Dawn Raid by Pauline (Vaeluaga) Smith, Scholastic New Zealand
This is the latest title in Scholastic’s very popular My New Zealand Story series. I was interested to see the colourful stylized cover, which is very different to the realistic covers of previous books in the series. I asked the Scholastic people about the cover, and they replied, “It is a new look for the series, and as we reprint backlist titles we will be redesigning them with new covers. It’s basically a fresher look with a more contemporary feel – something that we hope will resonate with more readers, and not just in the sense of a school textbook. There are so many important stories told in this series that we wanted to give it a new lease on life.” I’ll be looking forward to seeing what they come up with.

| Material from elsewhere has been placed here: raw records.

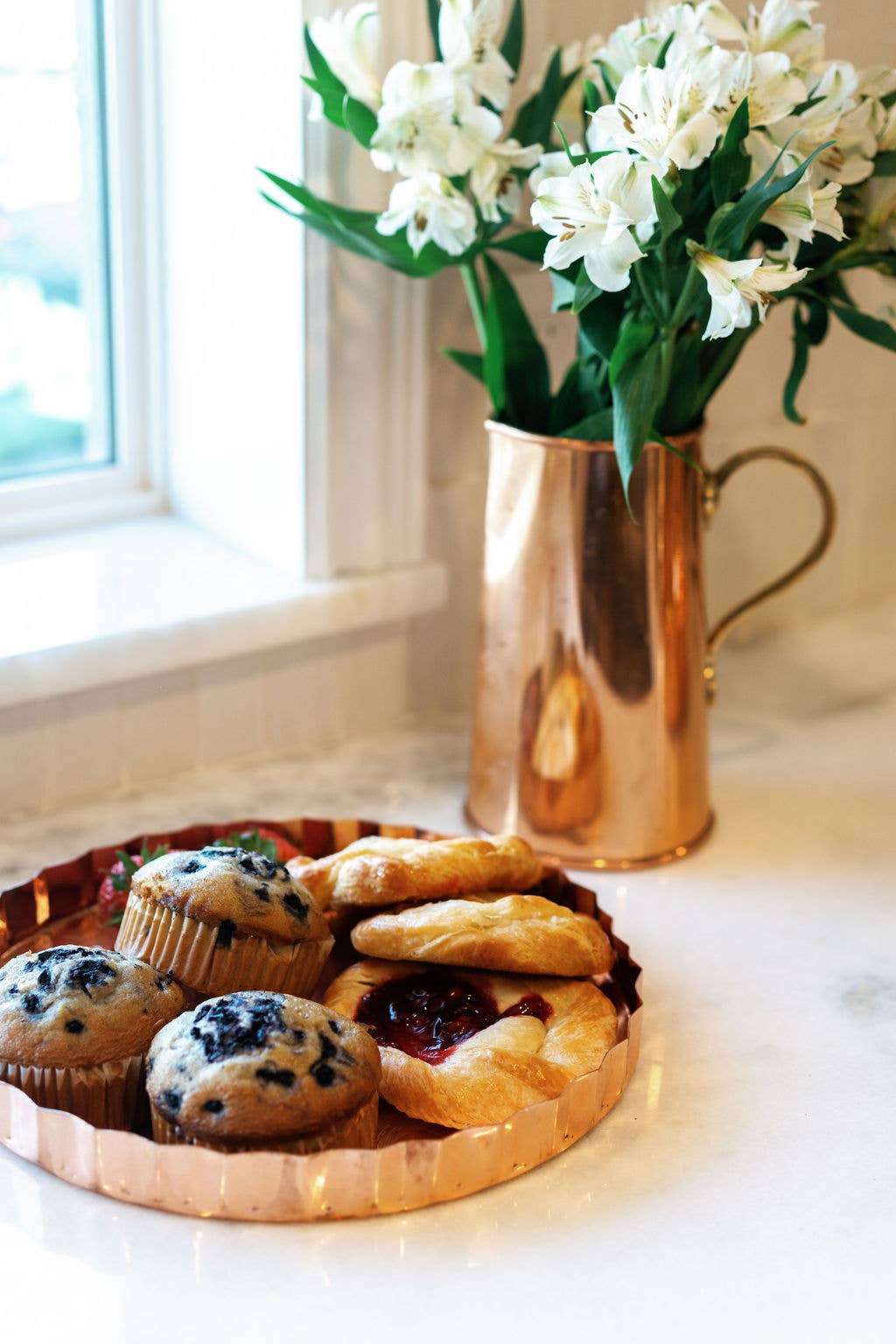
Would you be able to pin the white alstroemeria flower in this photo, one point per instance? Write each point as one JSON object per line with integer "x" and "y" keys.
{"x": 431, "y": 210}
{"x": 554, "y": 164}
{"x": 840, "y": 116}
{"x": 767, "y": 82}
{"x": 802, "y": 213}
{"x": 850, "y": 159}
{"x": 640, "y": 42}
{"x": 786, "y": 25}
{"x": 887, "y": 133}
{"x": 416, "y": 124}
{"x": 466, "y": 39}
{"x": 494, "y": 182}
{"x": 737, "y": 286}
{"x": 878, "y": 200}
{"x": 592, "y": 214}
{"x": 876, "y": 82}
{"x": 349, "y": 42}
{"x": 719, "y": 22}
{"x": 654, "y": 116}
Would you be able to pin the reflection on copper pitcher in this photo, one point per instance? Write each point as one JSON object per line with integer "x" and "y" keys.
{"x": 559, "y": 745}
{"x": 594, "y": 663}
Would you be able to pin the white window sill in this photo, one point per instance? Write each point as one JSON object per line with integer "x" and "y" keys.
{"x": 152, "y": 596}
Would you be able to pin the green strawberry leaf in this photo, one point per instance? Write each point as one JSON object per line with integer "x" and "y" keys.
{"x": 514, "y": 38}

This story takes place in the middle of 1976, anchoring its setting very firmly in the first sentence, “I can’t believe the first McDonald’s in the WHOLE country is here – in Porirua! – at the shopping centre in Cobham Court.” That brings back memories for my husband and me of taking one toddler and one newborn son to McDonald’s so we could have a special treat!
Enough nostalgia. The story focuses on 13-year-old Sophia and her family. Her father is Tongan, and her mother is Pakeha. Sophia is mainly interested in getting a job and earning some money so she can buy a pair of white go-go boots. But as she continues with her diary, interacts with her schoolmates, and does well in the school speech competitions we realise that she’s observant and thoughtful.
Mention is made early on about the Government-controlled dawn raids on houses belonging to Islanders – raids that were meant to locate overstayers. The theme continues throughout Sophia’s diary entries, so it’s no great surprise when a dawn raid hits Sophia’s extended family - and chaos ensues.
It’s an easy and interesting read, with good use of slang and teenage pre-occupations to make the setting vivid and believable. Recommended for intermediate and early teen readers who want to know more about the history of Pacific Islanders in New Zealand.